In August 2016, Sony Pictures had an advanced screening of Fede Alvarez's new horror flick, Don't Breathe. Justin Cummings and Danny McMurray both jumped at the opportunity. Instead of fighting to the death over who got to cover the film – as is tradition among critics – they opted instead to try to co-author a review....and the following is the result. Critics at Large is not responsible for any adverse effects that may result from reading this spoiler-heavy conversation between two semi-sober, horror-loving sickos…

jc: Hi Danny!

dm: Hi Justin!

jc: This is strange. I’ve never done anything like this before.

dm: Same! I make a point of never conversing with people so this is new and uncomfortable territory.

jc: It’s okay, horror films about murderous rapists are what bring us together! To start, tell me about your horror background. We both get jazzed up about these kind of films; what are some of your go-tos?

dm: The first horror film I can remember watching is The Silence of the Lambs. Could we call that a horror movie now? Nonetheless, I was probably 7 and was properly horrified. I had to turn it off. As I got older, the tides turned and horror became probably my favourite genre. The good ones get deep into your head and that's kind of cathartic sometimes. The bad ones are hysterical. Wherever a horror movie sits on the good-to-bad spectrum, I love that anything can happen at any time; horror films consistently boast the least predictable kind of storytelling. I watch them all – Asian horror, zombie films, 90s slashers, smaller indie pieces. My favourite is probably 1974’s Black Christmas. How about you?

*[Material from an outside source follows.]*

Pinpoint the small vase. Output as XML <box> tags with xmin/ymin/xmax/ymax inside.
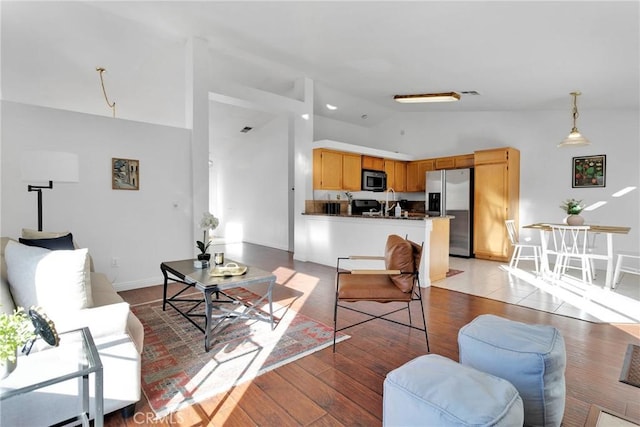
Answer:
<box><xmin>0</xmin><ymin>349</ymin><xmax>18</xmax><ymax>380</ymax></box>
<box><xmin>567</xmin><ymin>215</ymin><xmax>584</xmax><ymax>225</ymax></box>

jc: Much respect for Black Christmas, what an esoteric choice! You're right on the money with your description of what the genre does best, too – its mandate to surprise and move the audience at all costs is what I think makes it an incredibly pure form of cinema. Ultimately, no matter what the movie is, we're all sitting in that dark room together because we want to experience something that jolts us out of our humdrum lives. For me, the ones that provide the juiciest jolts are things like Suspiria, Ringu, Alien, and even recent fare like It Follows. It's gotta get under my skin for it to work.

dm: Yeah, It Follows was a brilliant little gem! Tight storytelling, great camera work. Lately, I've noticed a trend toward these smaller indie companies telling these very minimalist stories. Small cast, small set, very focused plot. It Follows did that really well. It didn't mess around with the spirit world or demonology or any of these massive plot points with endlessly messy implications. Recently, I found both Green Room and Hush were really great examples of minimalist horror movies. They succeeded by doing less. I think Don't Breathe tried to do what they did...

jc: … and didn’t quite hit the mark?